As well as being a prime resort area, Mazatlán is Mexico's principal Pacific coast port for fishing and trade. It's famous for sport fishing, with thousands of sailfish and marlin tagged and released each year, and is home to Latin America's largest fleet of commercial shrimp vessels.
What To Do
With an excellent location at the confluence of the Sea of Cortez and the Pacific Ocean, Mazatlán is world famous for its sportfishing. The city is also big on watersports. Scuba diving, water-skiing, sailing, parasailing and boogie boarding are all on offer.
What To See
One of Mexico’s largest aquariums has 52 tanks with 250 species of freshwater and saltwater fish and other creatures. Sea lion, diving and bird shows are each presented three times daily.
Isla de la Piedra
Escape artists love Isla de la Piedra, located southeast of Old Mazatlan, for its beautiful, long sandy beach bordered by coconut groves. Anyone with an appetite sings the praises of the simple palapa (thatched-roof shelter) restaurants. Surfers come for the waves, and on Sunday afternoons and holidays the restaurants draw Mexican families. Most other times you'll have the beach to yourself.
The small but absorbing Museo Arqueológico displays pre-Hispanic archeological finds accompanied by fascinating wall texts in Spanish and English.
A short southwesterly walk will bring you to the tree-lined Plazuela Machado. The plaza and surrounding streets are abuzz with art galleries, cafes and restaurants. The center of attention is the Teatro Ángela Peralta, half a block south of the plaza. All kinds of cultural events are staged here.

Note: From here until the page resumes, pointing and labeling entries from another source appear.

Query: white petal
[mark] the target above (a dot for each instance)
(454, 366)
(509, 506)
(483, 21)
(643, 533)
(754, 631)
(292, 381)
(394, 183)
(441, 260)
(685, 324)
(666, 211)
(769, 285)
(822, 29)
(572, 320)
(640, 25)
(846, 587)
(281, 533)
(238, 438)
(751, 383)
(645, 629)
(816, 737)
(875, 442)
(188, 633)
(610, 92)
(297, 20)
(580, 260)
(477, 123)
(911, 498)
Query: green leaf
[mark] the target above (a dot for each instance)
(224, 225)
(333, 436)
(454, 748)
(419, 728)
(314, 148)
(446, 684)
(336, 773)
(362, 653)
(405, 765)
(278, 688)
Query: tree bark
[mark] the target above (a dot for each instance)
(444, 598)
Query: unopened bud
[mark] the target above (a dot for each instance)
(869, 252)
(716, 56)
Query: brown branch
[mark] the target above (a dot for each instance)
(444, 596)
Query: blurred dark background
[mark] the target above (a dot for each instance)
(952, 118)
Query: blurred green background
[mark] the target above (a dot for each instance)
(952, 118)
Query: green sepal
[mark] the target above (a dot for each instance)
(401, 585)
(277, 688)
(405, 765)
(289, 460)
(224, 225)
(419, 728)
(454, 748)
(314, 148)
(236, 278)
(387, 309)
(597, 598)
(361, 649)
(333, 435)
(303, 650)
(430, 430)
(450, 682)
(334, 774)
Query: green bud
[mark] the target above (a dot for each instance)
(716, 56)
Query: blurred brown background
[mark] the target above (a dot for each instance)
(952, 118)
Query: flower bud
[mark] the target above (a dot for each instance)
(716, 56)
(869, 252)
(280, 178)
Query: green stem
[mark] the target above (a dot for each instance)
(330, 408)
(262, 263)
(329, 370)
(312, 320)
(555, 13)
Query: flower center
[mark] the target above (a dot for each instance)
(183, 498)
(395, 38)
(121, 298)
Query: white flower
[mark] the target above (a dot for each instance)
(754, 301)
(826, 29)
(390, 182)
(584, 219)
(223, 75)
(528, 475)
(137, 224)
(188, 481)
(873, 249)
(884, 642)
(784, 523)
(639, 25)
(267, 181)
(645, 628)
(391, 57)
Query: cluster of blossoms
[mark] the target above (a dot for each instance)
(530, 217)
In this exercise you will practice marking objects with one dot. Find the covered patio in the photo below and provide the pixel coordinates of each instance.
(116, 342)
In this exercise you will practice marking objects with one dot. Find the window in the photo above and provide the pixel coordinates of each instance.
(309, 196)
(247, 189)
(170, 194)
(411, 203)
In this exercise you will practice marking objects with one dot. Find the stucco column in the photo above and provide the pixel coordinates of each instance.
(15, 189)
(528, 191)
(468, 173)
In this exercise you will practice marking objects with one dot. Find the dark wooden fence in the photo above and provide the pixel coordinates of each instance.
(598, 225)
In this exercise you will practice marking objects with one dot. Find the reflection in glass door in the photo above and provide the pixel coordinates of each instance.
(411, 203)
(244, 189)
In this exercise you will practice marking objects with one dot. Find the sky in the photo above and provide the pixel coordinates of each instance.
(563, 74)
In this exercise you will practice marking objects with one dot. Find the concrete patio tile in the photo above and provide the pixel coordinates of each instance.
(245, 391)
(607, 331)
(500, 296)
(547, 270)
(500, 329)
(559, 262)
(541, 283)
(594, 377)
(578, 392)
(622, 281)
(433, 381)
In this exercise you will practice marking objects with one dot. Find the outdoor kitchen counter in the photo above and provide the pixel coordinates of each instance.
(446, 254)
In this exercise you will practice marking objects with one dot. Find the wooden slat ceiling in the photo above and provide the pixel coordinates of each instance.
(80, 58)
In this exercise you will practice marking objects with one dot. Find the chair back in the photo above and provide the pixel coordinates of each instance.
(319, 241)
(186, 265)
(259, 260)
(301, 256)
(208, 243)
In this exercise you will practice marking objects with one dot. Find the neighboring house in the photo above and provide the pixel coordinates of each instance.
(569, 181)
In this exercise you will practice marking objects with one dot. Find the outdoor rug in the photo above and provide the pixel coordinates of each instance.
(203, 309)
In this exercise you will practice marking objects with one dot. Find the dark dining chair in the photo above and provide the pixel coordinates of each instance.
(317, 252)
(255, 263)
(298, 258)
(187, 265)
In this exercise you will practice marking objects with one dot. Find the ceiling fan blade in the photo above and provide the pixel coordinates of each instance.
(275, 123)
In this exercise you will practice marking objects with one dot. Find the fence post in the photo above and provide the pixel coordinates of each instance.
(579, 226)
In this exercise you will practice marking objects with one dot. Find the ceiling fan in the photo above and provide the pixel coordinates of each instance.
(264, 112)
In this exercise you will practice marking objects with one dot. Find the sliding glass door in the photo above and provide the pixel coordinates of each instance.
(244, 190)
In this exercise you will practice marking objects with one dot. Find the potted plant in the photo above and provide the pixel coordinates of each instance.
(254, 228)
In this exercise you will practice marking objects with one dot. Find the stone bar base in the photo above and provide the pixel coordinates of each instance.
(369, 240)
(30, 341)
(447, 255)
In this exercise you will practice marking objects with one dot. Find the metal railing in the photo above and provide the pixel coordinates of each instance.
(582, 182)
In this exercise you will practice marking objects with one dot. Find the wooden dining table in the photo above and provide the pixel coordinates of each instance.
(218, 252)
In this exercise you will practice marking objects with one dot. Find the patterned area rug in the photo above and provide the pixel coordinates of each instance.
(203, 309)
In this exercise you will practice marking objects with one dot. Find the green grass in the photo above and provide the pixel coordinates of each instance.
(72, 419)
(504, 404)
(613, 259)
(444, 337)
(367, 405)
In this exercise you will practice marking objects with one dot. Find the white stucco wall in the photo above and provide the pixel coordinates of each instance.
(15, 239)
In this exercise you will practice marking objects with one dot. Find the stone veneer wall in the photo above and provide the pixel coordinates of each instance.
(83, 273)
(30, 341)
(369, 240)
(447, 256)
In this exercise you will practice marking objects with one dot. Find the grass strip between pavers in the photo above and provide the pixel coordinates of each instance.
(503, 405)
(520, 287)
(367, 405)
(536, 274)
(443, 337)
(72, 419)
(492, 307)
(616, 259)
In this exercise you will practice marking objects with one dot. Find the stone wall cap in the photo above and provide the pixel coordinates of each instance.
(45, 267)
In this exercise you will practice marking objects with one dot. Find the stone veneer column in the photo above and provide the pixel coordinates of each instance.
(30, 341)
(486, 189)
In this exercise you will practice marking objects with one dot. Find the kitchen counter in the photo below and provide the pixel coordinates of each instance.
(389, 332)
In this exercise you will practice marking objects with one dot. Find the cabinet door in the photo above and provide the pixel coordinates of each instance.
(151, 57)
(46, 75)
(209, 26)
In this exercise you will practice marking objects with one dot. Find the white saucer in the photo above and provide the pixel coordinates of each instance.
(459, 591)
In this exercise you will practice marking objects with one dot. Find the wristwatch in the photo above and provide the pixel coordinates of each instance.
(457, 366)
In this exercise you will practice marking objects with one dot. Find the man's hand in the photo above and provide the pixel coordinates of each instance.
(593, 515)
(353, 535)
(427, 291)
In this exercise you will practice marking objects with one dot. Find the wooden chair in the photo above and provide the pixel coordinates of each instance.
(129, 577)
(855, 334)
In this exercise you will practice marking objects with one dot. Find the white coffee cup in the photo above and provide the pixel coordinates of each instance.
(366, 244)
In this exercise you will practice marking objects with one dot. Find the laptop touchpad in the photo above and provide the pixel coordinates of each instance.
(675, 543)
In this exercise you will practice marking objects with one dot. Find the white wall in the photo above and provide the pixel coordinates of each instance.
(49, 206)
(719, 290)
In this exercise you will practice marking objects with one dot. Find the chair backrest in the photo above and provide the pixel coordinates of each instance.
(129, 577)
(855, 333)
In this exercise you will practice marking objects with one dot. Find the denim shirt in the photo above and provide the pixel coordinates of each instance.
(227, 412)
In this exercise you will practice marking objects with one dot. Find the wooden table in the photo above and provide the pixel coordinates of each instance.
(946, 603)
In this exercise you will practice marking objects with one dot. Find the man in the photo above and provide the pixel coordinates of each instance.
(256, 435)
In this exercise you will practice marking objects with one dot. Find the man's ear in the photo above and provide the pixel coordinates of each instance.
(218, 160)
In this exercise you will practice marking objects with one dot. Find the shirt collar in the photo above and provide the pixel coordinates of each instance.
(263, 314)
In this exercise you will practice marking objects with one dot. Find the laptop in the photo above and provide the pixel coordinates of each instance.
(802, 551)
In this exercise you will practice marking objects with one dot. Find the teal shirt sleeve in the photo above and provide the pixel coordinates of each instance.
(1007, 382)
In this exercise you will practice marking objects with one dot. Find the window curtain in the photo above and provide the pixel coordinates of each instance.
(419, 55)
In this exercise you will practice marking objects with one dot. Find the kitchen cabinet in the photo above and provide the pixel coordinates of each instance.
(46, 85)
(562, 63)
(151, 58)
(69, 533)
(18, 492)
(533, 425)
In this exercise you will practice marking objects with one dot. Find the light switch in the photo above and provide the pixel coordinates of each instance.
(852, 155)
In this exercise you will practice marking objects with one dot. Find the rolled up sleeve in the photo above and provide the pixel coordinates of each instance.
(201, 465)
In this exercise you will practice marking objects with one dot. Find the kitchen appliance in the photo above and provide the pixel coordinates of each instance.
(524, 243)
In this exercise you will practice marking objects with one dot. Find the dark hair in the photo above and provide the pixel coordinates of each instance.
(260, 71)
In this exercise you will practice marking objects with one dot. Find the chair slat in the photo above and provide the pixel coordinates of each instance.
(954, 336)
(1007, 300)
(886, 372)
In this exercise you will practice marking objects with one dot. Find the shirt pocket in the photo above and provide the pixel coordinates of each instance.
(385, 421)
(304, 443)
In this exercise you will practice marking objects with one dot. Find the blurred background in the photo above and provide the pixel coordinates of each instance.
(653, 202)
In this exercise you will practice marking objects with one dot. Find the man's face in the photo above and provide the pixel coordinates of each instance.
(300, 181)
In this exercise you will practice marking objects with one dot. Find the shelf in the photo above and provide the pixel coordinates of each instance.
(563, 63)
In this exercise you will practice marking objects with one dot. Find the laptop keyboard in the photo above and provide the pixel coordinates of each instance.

At Old Mazatlán's center is the soaring 19th-century cathedral with its high yellow twin towers and a dramatic interior.
Teatro Ángela Peralta
To feel the pulse of Mazatlán’s burgeoning culture scene, a night at the Peralta is a must. Built in 1860, the theater was lovingly restored over five years to reopen in 1992. It has an intimate auditorium with three narrow, stacked balconies. Events of all kinds are presented – movies, concerts, opera, theater and more. A kiosk on the walkway out front announces current and upcoming events. The schedule is fullest in November and December during the Festival Cultural Mazatlán.
Mazatlán has one of Mexico's most flamboyant Carnaval celebrations. For the week leading up to Ash Wednesday in February or March, Mazatlán goes on a nonstop partying spree. People from around the country (and beyond) pour in for the music, parades and general revelry. The party ends abruptly on the morning of Ash Wednesday when Roman Catholics go to church to receive ash marks on their foreheads for the first day of Lent.
Torneos de pesca (fishing tournaments) for sailfish, marlin and dorado (dolphinfish) are held in mid-May and mid-November.